Que Inverno! Que descontentamento! Que saudades de sol e marés, digo eu, que não sei o que digo.

A nossa cabeça é geo­grá­fica. A nossa alma tam­bém. A praia é um len­çol azul mari­nho dobrado sobre uma almo­fada de mar­fim e areia. A praia é a maré vazia da nossa cabeça. A praia é a maré cheia da nossa alma, digo eu e, por uma vez, talvez saiba o que digo.

Até aos cinco anos, só tinha visto um rio. O rio Côa, rio da minha aldeia, como disse o Nandinho da Ofélia, que sabia sempre o que dizia. Um rio aperta-nos a cabeça entre as margens. Um rio são duas violentas per­nas geo­grá­fi­cas que descem mon­ta­nhas e atra­ves­sam vales.

Houve um dia, aos cinco anos, em que acor­dei no mar. Vi o mar antes de ver a praia – há tanta gente, eu mesmo, que julga ter visto a flo­resta, sem nunca ter visto uma árvore! Vi, repito, o mar.

O mundo desapa­re­cera, subs­ti­tuído por um inacabável oce­ano com o gordo sol a cavalo. Estava num barco, o Vera Cruz, gémeo do Santa Maria, que um Mortágua assaltaria, e jul­guei que, por terem roubado a terra, nele vive­ria eternamente. Durou oito dias a minha salgada eternidade. Manhãs de baleias, tar­des de golfinhos, noi­tes de zodíaco, como deve ser qualquer eternidade.

Só em Luanda, onde o Vera Cruz me largou, vi pela pri­meira vez a praia. Aos cinco anos, nas calemas ada­mas­to­ras da Praia do São Jorge, soube o que era ser um prín­cipe.  O ver­da­deiro prín­cipe, pili­nha a aba­nar nos lar­gos calções, corre de pés nus e molhados. O verdadeiro príncipe está todo no ar para a fotografia, guarda-redes em voos esti­lo­sos e brinca na areia, n’areia.

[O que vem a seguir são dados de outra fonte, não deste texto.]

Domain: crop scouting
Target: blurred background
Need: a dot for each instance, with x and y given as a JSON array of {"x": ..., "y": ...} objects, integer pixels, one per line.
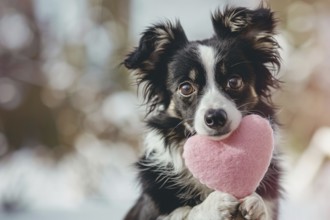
[{"x": 70, "y": 118}]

O ver­da­deiro prín­cipe chora a ver o mar e não sabe nadar, yo, não sabe nadar, ye: e sei lá eu se sei ou não sei o que digo.

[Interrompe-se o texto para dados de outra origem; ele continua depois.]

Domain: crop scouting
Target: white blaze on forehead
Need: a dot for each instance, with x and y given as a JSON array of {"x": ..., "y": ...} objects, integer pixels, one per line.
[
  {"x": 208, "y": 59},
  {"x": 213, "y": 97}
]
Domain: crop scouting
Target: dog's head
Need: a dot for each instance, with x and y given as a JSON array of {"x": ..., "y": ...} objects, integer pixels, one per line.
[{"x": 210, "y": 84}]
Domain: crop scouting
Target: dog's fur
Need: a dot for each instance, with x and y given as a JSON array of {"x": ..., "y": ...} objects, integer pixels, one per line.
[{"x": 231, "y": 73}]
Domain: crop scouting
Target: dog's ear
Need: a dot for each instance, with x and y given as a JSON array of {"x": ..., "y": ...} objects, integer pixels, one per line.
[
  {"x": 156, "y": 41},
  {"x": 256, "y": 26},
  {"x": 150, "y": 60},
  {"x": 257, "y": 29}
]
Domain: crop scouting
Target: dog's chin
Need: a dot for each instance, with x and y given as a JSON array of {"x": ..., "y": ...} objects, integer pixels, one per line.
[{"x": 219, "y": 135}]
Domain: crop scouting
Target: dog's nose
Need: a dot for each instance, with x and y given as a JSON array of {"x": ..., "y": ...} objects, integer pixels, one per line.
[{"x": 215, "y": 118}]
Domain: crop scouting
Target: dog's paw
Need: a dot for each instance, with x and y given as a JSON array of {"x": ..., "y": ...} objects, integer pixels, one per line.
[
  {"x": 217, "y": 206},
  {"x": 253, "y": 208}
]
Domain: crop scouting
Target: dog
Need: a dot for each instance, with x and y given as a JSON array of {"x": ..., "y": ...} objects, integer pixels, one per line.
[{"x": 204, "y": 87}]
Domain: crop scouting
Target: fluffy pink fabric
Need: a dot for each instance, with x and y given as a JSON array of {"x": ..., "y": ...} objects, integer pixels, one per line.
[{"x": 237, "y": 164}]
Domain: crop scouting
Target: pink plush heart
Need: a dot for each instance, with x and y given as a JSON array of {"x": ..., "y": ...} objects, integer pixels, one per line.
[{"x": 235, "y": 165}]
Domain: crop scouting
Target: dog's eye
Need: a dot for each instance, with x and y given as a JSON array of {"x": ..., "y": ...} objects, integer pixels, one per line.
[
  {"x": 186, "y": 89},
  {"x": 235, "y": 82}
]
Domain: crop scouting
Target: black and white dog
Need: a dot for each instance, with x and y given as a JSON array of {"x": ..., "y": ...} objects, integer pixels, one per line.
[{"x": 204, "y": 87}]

Há outros príncipes. De palácios e coches, gravata e alguns até de kilt. Vê-se pelas gravatas que um dia deixarão de ser prín­cipes e pas­sarão a ser reis. Mais tarde do que cedo, que nem a mãe nem o pai lhes morrem, e nunca mais no trono almoçam. É o que murmuram, sabendo bem o que dizem.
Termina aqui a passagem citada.